Why Martin Adaji was removed as National Troupe Artistic Director

Martin Adaji

Immediate past Artistic Director of the National Troupe of Nigeria (NTN), Martin Adaji, may have lost his job for resisting moves by Minister of Culture and Tourism, High Chief Edem Duke, and others to relocate the agency to Ikoyi, Lagos as part of plans to privatise the National Theatre.

Adaji, who was appointed substantive Artistic Director in March 2011, had six months left of his four-year term before he was replaced with Akinsola Adejuwon on September 11, 2014. He would have been eligible for a second term if his supervising Minister had found his performance satisfactory.

Born in Ikanekpo, in Ankpa Local Government Area of Kogi State October 21, 1954, Adaji is a play creation major of the University of Jos, Plateau State (M.A Theatre Arts) and a graduate of Theatre Arts of the University of Ibadan (B.A Theatre Arts).

He is a member of the International Theatre Institute (ITI) and the National Association of Nigerian Theatre Arts Practitioners (NANTAP)

A source at the NTN told qed.ng that nobody saw his removal as Chief Executive Officer of the National Troupe coming.

“Nothing suggested he had a frosty relationship with the Minister. It was only after Adaji’s removal that we started hearing that the Minister was not comfortable with Adaji resisting his move to perfect the privatisation of the Theatre.

“The NTN was asked to move to Ikoyi but Adaji wrote to the Minister to inform him that the Theatre is home to the Troupe and that it was wrong going by Decree 47 of 1991which established both the Troupe and the National Theatre for the Troupe to be asked to leave the Theatre like other agencies,” the source, who is a member of the Troupe, told qed.ng.

Adaji was appointed acting head of the Troupe from his position as Director of Research and Documentation when Prof Ahmed Yerima was forced to resign as Artistic Director of NTN via a letter dated January 22, 2010. He was the most senior officer after Yerima, and served in acting capacity until his substantive appointment in March 2011.
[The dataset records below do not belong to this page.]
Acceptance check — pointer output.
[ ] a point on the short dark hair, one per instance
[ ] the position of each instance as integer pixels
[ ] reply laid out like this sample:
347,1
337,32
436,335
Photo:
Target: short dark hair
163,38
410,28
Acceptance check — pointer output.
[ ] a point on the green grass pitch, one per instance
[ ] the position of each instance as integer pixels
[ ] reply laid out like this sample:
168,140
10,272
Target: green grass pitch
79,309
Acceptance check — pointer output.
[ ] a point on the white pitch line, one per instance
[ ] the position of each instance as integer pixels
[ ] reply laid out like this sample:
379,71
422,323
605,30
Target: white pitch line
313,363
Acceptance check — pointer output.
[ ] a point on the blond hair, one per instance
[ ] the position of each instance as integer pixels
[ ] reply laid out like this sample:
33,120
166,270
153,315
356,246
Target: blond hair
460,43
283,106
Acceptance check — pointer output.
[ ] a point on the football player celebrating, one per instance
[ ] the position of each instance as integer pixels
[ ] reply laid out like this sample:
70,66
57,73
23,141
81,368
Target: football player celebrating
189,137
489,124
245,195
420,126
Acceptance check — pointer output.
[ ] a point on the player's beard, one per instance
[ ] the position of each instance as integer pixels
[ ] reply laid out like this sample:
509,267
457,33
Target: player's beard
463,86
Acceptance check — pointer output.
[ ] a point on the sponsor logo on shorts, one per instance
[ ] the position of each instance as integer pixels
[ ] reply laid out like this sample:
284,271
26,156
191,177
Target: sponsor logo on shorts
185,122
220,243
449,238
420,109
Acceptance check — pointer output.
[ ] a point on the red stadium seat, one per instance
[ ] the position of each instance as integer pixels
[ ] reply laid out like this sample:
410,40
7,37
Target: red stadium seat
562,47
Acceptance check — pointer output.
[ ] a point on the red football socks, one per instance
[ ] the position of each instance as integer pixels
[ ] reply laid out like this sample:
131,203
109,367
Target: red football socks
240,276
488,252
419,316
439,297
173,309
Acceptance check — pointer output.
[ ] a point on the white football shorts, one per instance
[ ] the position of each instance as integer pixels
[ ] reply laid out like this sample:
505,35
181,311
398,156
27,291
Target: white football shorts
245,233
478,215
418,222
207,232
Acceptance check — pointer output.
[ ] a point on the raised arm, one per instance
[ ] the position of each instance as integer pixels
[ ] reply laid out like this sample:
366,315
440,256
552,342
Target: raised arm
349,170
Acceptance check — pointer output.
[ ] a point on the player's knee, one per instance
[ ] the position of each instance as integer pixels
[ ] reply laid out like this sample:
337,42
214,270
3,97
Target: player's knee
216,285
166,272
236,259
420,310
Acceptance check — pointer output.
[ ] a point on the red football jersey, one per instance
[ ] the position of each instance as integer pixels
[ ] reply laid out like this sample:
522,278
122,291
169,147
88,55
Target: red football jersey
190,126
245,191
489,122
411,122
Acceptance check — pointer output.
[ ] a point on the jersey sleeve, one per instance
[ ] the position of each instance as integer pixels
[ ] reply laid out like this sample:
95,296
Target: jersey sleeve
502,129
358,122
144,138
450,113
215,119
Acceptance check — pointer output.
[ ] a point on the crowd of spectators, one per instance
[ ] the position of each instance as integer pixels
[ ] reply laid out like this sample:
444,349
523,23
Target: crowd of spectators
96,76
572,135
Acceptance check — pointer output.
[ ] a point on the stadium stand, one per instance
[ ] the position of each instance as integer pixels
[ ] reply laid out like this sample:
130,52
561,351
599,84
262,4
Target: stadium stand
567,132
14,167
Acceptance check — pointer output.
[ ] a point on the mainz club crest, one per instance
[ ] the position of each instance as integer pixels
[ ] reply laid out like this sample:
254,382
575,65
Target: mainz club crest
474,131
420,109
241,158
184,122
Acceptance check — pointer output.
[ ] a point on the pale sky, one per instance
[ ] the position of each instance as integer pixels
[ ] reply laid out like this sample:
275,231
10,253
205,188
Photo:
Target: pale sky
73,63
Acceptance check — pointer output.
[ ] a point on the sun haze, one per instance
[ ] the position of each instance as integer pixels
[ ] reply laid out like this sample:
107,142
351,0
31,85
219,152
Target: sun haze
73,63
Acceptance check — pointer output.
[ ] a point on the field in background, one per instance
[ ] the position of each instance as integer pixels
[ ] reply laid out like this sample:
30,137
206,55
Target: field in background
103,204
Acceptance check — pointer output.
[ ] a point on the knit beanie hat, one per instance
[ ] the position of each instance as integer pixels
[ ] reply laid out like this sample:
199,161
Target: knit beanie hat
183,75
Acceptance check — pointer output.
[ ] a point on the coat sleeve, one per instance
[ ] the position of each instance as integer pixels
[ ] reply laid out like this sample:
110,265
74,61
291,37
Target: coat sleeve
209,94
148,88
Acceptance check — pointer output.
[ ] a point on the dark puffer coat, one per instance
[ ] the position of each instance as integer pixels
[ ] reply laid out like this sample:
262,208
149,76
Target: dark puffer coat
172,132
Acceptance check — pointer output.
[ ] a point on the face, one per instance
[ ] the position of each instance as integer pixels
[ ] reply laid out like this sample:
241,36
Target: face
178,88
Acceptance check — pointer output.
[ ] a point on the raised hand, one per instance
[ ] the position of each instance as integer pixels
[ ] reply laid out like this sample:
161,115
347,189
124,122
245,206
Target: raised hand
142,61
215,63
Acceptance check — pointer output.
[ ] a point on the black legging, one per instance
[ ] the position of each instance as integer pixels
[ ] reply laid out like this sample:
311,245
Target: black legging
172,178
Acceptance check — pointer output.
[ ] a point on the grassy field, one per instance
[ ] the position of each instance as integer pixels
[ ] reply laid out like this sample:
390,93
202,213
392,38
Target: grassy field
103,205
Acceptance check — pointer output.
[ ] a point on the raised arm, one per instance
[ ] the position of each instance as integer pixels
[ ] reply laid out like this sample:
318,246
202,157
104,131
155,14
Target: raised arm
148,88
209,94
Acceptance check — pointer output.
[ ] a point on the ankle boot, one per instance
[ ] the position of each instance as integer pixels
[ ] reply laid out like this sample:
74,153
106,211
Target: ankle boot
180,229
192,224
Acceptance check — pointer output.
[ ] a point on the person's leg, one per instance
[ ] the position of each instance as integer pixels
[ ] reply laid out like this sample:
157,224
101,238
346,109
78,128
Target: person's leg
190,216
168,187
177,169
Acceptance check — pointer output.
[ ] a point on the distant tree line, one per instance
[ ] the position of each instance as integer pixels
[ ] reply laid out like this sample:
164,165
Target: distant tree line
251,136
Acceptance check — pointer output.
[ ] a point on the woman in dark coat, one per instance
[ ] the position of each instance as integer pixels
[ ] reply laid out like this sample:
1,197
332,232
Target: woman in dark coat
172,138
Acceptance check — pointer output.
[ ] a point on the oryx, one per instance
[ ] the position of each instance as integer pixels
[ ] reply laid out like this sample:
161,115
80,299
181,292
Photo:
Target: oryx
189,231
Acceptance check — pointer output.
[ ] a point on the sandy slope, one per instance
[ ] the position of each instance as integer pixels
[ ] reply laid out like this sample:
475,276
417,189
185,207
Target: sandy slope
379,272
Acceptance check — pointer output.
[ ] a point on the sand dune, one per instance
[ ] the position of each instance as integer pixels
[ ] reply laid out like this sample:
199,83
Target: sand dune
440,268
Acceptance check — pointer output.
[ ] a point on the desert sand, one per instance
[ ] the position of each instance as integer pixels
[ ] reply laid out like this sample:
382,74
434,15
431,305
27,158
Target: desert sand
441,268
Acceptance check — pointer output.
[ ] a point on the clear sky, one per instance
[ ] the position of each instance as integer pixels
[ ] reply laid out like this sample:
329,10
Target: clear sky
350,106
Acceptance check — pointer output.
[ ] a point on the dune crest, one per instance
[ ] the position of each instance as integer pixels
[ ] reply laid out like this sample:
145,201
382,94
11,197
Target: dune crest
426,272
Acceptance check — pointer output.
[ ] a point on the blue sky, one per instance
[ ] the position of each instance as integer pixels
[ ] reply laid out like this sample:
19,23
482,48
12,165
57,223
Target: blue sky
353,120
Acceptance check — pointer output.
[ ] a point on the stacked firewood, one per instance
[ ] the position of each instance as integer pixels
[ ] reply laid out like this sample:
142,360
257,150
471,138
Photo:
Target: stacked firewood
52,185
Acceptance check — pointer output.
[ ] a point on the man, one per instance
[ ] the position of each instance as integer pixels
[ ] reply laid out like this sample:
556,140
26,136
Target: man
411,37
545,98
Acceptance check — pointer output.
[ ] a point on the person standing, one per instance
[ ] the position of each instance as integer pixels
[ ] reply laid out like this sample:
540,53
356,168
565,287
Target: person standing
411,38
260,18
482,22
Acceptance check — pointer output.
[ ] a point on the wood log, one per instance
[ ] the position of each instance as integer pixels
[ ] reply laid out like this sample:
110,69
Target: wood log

Some people in the culture and tourism sector have likened Adaji’s removal to that of former Director-General of the Nigeria Tourism Development Corporation (NTDC), Otunba Segun Runsewe, who was relieved of his appointment after an obvious falling out with Duke.

Runsewe had a year and half left of his second term before he was kicked out and replaced with Sally Mbanefo in May 2013.

“He (Runsewe) was also removed just like that,” a senior staff with the NTDC told us. “No query, suspension, no explanation.”

Another offered: “Even if it is true that the Minister had problems with Runsewe, there are procedures for sacking a DG. You report the chap, he is suspended and investigated. If he is found guilty then you sack him.

“If Runsewe had a publicised disagreement with Duke, what was Adaji’s offence?” a performing member of NTN asked.

“They just want to bring in their cronies on board,” he continued.

“The Minister claims he knew nothing about Adejuwon’s appointment; that he was only informed by the Secretary to the Government of the Federation, Anyim Pius Anyim, that a graphic artist had been appointed.

“But when he was informed and looked through the gentleman’s CV and found out that as a graphic artist he was best suited for maybe the National Gallery of Art (NGA), why didn’t Duke advise government on correct placement?” he concluded.